Choosing to buy a franchise can be the first step toward business ownership. Many find being your own boss coupled with the high success rate of franchising highly appealing.
However, like any new business venture, buying a franchise requires more liquid capital up front than most people have. Here are some of the common financing options for funding a new franchise opportunity.
Many of the larger franchisors offer financing options to their franchisees. Franchisor financing can either come from the franchisor itself or from a third party that the franchisor has an established relationship with. For many this is a great way to go, but if the franchise that you have selected to invest with does not provide financing options, you’ll need to consider your other funding opportunities.

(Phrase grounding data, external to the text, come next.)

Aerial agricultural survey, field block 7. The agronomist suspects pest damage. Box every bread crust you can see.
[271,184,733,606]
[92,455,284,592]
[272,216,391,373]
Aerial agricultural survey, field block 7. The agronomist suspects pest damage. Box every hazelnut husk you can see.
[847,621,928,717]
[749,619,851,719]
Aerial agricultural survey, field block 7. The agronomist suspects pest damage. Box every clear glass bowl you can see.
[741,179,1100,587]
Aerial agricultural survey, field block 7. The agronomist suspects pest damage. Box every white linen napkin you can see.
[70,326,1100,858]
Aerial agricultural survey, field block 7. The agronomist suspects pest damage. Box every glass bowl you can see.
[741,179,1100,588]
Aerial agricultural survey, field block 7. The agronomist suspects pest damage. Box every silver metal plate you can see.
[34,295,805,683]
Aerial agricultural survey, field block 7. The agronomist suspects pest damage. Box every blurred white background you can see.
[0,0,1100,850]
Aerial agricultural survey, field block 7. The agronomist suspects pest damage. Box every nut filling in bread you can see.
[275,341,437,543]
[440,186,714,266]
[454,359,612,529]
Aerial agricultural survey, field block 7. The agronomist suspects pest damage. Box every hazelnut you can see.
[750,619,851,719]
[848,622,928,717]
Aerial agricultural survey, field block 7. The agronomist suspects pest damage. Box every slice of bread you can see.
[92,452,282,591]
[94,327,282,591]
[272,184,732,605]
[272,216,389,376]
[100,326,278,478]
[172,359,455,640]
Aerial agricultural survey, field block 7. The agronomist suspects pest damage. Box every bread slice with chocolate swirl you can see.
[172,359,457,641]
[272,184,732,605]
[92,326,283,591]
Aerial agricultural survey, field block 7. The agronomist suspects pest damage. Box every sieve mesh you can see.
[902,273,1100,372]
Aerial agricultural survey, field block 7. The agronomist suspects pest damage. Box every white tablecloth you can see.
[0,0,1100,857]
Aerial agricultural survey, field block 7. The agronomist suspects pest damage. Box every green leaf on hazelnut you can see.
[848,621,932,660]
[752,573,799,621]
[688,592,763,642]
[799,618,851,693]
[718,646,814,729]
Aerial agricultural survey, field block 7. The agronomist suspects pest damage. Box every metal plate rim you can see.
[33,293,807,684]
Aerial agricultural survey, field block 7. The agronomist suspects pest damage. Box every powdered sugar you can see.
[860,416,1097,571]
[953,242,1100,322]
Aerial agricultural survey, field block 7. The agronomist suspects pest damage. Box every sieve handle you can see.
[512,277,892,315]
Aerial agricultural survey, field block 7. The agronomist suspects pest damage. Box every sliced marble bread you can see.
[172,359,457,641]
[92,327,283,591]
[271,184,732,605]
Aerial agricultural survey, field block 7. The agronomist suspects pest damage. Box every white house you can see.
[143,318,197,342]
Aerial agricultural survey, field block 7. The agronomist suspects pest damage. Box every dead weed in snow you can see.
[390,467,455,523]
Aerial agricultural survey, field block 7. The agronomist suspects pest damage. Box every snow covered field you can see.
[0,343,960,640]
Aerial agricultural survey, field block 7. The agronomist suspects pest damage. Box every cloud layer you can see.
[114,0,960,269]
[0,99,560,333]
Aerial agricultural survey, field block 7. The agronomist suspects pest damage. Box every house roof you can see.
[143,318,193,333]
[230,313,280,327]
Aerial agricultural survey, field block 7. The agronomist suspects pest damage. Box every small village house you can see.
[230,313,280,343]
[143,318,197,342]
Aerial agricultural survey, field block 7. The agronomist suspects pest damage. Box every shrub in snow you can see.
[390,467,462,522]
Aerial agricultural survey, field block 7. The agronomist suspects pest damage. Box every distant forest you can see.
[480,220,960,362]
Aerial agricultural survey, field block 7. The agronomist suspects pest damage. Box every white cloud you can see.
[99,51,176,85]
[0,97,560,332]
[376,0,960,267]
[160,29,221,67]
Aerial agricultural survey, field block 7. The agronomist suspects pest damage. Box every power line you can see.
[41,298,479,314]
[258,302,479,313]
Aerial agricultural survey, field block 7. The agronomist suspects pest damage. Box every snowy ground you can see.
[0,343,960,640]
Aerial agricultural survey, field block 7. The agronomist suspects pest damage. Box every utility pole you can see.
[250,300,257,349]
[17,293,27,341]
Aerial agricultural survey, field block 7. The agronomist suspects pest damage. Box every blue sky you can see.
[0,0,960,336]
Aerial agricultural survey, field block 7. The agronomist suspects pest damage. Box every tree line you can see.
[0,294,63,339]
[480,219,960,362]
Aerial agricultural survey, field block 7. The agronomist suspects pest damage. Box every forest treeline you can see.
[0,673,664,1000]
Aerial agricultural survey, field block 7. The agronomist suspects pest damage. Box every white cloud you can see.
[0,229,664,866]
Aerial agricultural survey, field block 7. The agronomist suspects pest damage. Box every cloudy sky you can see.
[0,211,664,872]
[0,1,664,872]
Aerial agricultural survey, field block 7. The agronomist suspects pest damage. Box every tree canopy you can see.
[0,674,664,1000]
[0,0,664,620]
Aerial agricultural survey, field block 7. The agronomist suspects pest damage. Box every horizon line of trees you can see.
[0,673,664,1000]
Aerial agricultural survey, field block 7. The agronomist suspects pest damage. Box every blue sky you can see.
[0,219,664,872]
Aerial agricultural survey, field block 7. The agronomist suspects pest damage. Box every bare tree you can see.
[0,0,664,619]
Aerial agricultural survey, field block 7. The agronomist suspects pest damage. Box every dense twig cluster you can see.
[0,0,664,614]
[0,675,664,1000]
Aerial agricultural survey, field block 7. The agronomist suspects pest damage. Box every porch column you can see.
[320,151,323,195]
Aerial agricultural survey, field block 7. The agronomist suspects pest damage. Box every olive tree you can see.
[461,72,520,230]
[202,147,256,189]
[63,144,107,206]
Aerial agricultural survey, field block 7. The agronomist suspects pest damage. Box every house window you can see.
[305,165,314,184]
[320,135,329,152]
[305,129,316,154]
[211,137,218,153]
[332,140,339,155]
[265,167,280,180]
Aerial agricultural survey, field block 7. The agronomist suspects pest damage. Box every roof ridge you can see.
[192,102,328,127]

Banks and other lending and financing institutions make up the traditional sources of financing for any large purchase. However, in today’s current economy traditional financing can be hard to come by. Most large banks have tightened the requirements on which they are willing to lend and many people are finding it hard to secure financing through these traditional means.

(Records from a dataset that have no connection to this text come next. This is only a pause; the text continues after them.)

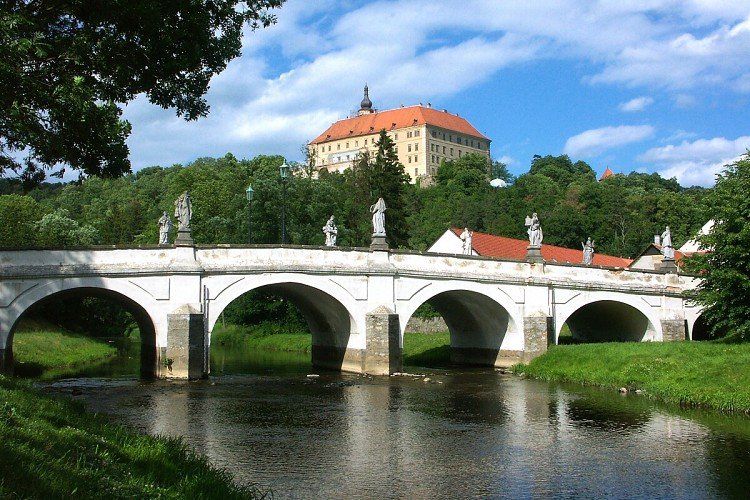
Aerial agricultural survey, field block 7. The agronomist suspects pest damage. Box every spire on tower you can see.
[358,83,373,115]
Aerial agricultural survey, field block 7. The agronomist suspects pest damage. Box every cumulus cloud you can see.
[117,0,750,168]
[618,96,654,113]
[638,136,750,186]
[563,125,654,158]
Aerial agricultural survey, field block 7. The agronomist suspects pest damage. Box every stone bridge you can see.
[0,245,700,378]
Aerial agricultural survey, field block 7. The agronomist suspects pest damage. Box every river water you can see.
[43,346,750,499]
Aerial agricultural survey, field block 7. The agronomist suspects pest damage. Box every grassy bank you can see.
[0,377,259,498]
[13,330,117,375]
[211,324,450,366]
[515,342,750,413]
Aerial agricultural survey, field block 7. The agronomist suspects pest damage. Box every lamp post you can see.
[250,186,255,243]
[279,160,291,245]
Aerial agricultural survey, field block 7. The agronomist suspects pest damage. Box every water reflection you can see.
[41,346,750,498]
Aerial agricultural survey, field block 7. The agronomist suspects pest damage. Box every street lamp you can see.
[279,160,292,245]
[250,186,255,243]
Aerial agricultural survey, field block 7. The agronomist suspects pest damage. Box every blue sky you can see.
[119,0,750,186]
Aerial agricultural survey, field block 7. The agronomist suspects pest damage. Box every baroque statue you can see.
[525,212,544,248]
[174,191,193,231]
[581,238,594,266]
[323,215,339,247]
[370,198,386,236]
[159,211,172,245]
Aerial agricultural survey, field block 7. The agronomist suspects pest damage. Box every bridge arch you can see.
[2,278,166,377]
[399,281,523,366]
[555,293,662,343]
[205,273,364,371]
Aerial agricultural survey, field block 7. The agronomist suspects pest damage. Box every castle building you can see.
[308,85,491,183]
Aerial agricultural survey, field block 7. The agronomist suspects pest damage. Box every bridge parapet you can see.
[0,245,700,377]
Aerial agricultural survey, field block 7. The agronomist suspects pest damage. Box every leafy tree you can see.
[0,0,283,182]
[688,152,750,340]
[0,194,44,248]
[35,209,98,247]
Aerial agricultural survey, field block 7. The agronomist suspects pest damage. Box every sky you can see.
[123,0,750,187]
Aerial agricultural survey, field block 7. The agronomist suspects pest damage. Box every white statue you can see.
[581,238,594,266]
[174,191,193,231]
[370,198,386,236]
[525,212,544,248]
[323,215,339,247]
[159,211,172,245]
[661,226,674,260]
[460,227,474,255]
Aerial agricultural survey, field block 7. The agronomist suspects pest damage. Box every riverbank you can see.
[514,342,750,414]
[0,377,261,498]
[13,327,117,378]
[211,324,450,367]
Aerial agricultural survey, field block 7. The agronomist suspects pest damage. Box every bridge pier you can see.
[364,307,403,375]
[167,305,208,379]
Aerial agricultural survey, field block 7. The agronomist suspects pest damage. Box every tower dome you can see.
[359,83,373,115]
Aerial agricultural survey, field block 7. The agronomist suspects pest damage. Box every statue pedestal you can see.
[370,234,388,250]
[174,228,195,247]
[526,245,544,264]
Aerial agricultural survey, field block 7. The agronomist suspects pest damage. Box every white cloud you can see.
[618,96,654,113]
[116,0,750,168]
[638,136,750,186]
[563,125,654,158]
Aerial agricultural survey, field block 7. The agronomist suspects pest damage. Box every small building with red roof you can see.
[427,227,632,268]
[308,85,491,183]
[599,167,615,182]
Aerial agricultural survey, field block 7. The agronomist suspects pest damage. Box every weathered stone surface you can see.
[167,305,208,379]
[661,319,687,342]
[364,307,403,375]
[523,314,552,361]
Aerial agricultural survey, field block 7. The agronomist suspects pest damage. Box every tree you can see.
[370,130,413,247]
[0,0,284,182]
[687,152,750,340]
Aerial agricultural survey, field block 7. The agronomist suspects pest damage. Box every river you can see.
[38,346,750,499]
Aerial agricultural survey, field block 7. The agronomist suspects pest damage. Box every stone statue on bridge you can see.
[159,210,172,245]
[525,212,544,248]
[661,226,674,260]
[459,227,474,255]
[581,238,594,266]
[174,191,193,231]
[323,215,339,247]
[370,198,386,236]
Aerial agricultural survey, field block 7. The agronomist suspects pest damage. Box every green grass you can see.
[515,342,750,413]
[0,377,260,498]
[211,324,450,366]
[13,331,117,371]
[403,332,451,367]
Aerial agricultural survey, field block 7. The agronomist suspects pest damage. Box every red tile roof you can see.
[310,106,488,144]
[451,227,632,267]
[599,167,615,181]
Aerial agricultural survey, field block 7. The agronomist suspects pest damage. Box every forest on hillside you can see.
[0,149,711,258]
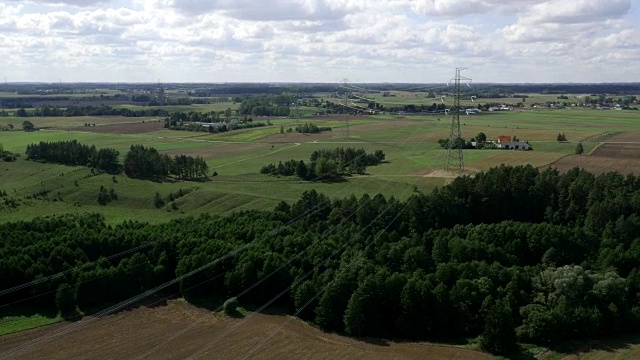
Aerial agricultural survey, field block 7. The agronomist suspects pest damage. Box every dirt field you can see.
[64,122,164,134]
[550,141,640,175]
[0,300,489,360]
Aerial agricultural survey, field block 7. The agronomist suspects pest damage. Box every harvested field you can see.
[260,131,335,143]
[0,300,489,360]
[65,122,164,134]
[550,141,640,175]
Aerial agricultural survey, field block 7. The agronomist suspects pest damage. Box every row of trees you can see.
[6,166,640,353]
[26,140,209,180]
[164,119,267,134]
[26,140,121,173]
[124,145,209,180]
[260,147,385,181]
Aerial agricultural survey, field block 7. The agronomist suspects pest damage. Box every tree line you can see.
[260,147,385,181]
[0,166,640,353]
[124,145,209,179]
[26,140,209,180]
[26,140,121,173]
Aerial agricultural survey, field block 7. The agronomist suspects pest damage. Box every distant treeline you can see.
[0,82,640,102]
[6,165,640,353]
[15,105,167,117]
[260,147,385,180]
[26,140,209,180]
[164,120,267,134]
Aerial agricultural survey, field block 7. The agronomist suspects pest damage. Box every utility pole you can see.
[342,78,350,137]
[445,68,471,172]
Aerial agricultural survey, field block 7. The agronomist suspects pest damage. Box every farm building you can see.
[498,141,530,150]
[498,135,513,144]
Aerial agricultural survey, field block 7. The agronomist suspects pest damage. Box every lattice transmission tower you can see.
[445,68,471,172]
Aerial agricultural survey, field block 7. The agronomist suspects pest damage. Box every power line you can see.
[445,68,471,172]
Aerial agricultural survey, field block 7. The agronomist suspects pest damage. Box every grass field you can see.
[0,308,62,336]
[0,104,640,222]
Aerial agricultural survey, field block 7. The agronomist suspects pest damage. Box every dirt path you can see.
[0,300,489,360]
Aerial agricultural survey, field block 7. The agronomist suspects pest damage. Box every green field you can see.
[0,308,62,336]
[0,100,640,222]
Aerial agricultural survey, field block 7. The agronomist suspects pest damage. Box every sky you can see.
[0,0,640,83]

The U.S. Small Business Administration (SBA) promotes the growth of small businesses. To encourage banks and other lenders to finance small businesses, such as new franchises, the SBA backs loans made to these entities.
The SBA will back up to 85% of the loan made to a new franchise. Many new franchisees choose SBA backed loans because they have competitive interest rates and can have a longer term than traditional bank loans.

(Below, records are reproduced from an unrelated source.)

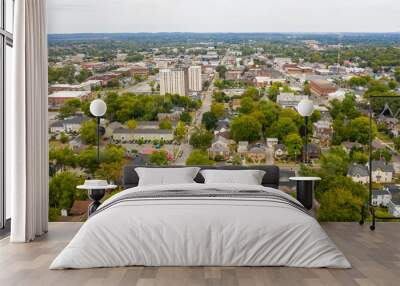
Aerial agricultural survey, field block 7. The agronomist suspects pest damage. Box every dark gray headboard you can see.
[122,165,279,189]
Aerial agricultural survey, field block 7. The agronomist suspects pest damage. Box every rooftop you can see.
[114,128,172,134]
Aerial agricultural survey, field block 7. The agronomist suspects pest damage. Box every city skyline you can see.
[48,0,400,34]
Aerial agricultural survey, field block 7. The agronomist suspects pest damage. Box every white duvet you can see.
[50,184,351,269]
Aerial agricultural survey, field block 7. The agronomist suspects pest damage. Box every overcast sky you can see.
[47,0,400,33]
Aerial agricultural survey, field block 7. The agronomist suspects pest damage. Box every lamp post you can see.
[297,99,314,164]
[90,99,107,162]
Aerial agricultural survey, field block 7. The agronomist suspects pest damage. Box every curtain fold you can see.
[6,0,48,242]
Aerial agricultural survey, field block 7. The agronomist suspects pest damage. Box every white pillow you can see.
[200,170,265,185]
[135,167,200,186]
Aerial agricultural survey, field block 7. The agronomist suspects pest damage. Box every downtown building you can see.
[160,68,189,96]
[188,66,203,91]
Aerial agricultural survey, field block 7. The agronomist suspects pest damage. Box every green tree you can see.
[268,84,279,102]
[216,65,228,79]
[150,150,168,166]
[60,132,69,144]
[239,96,254,114]
[75,69,93,83]
[58,98,81,118]
[79,120,97,145]
[393,136,400,151]
[49,172,83,209]
[231,115,262,142]
[211,101,225,118]
[310,110,321,122]
[180,111,192,124]
[174,121,186,142]
[388,80,397,89]
[267,117,298,140]
[126,119,137,129]
[303,82,311,95]
[107,78,121,88]
[100,144,125,163]
[320,147,350,176]
[242,86,259,100]
[159,120,172,130]
[372,148,392,163]
[78,147,99,174]
[189,128,213,150]
[125,54,144,63]
[186,150,215,166]
[394,67,400,82]
[283,133,303,160]
[318,189,364,221]
[96,162,124,182]
[201,111,218,130]
[350,151,368,165]
[350,116,377,145]
[49,146,77,171]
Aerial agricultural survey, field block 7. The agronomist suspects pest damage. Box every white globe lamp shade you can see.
[90,99,107,117]
[297,99,314,117]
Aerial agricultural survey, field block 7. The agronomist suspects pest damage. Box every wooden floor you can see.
[0,223,400,286]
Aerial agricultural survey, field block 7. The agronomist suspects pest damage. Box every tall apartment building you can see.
[189,66,203,91]
[160,69,189,96]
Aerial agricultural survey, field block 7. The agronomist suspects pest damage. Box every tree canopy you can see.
[231,115,262,142]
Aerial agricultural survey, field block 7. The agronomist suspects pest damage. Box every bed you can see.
[50,166,351,269]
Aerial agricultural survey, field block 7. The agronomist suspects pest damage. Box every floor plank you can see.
[0,222,400,286]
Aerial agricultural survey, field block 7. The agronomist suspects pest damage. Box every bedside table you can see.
[289,177,321,210]
[76,180,117,216]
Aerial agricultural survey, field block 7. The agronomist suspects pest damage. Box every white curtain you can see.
[6,0,48,242]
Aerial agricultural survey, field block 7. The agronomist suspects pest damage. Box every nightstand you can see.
[289,177,321,210]
[76,180,117,216]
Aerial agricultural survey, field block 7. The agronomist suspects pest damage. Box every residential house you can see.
[302,144,321,160]
[48,90,92,109]
[347,164,369,184]
[237,141,249,158]
[385,185,400,217]
[225,70,243,80]
[113,128,174,142]
[276,92,308,109]
[313,120,333,147]
[214,119,229,135]
[157,110,182,121]
[231,98,241,111]
[341,141,364,154]
[208,136,232,161]
[136,121,177,129]
[50,114,90,133]
[372,160,394,183]
[274,144,288,160]
[372,189,392,207]
[310,80,338,96]
[246,145,267,164]
[266,138,279,148]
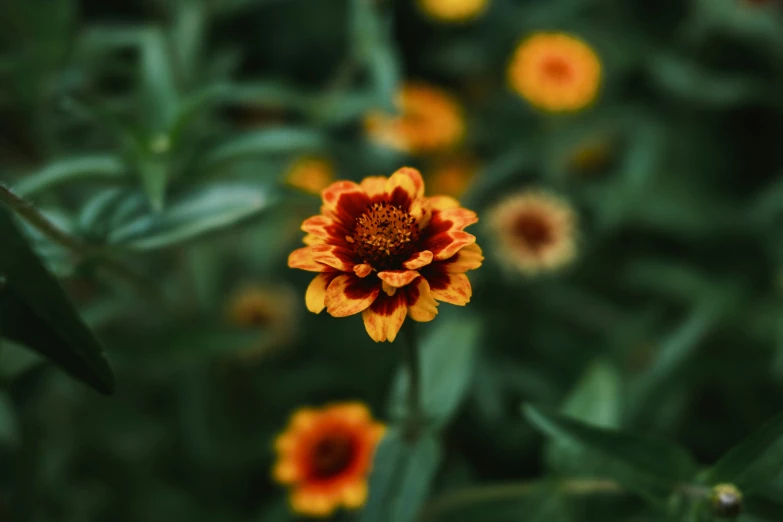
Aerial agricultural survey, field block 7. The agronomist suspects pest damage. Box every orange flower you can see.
[508,33,601,112]
[288,167,484,342]
[489,192,576,275]
[285,158,334,194]
[273,403,384,516]
[418,0,489,22]
[364,83,465,154]
[428,155,478,199]
[227,285,296,359]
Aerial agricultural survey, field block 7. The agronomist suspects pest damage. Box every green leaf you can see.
[705,413,783,493]
[359,428,442,522]
[0,203,114,393]
[389,313,481,427]
[651,54,762,106]
[523,405,696,503]
[139,28,179,132]
[108,183,273,250]
[14,154,126,197]
[0,393,20,446]
[546,361,620,474]
[204,127,326,166]
[561,361,620,428]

Using your 401K or IRA to fund a new franchise is another source of possible funding. New franchises have a higher rate of success than a standard startup business, so you may find that the risk is worth the potential reward.
When withdrawing money to finance your franchise you don’t have to suffer the tax forfeits because you are reinvesting the funds. Setting up your new franchise as a corporation allows you to use retirement funds to buy stocks in your own franchise as a means of financing.
Finding investors to finance your franchise start up is a viable means of funding for a business, however there is a lot to consider here. Choosing friends or family to invest in your start up could turn your relationship sour should the business ultimately fail. With any investor it is important to have thorough, clear, detailed agreements in writing, regardless of who that investor is. With the details in writing, each party should know exactly what to expect from the business agreement.
If your home has retained its value or even increased in value, using the equity that you have built is another option for financing a new franchise. There are two ways to use home equity as financing, either as a onetime lump sum loan or as an ongoing line of credit. The down side of using your home as collateral on a new business is that you could potentially lose your home should your business fail.
Because there are so many options to finance your franchise start up, it is a good idea to research your options carefully to determine which will ultimately be the best fit for you and your new business.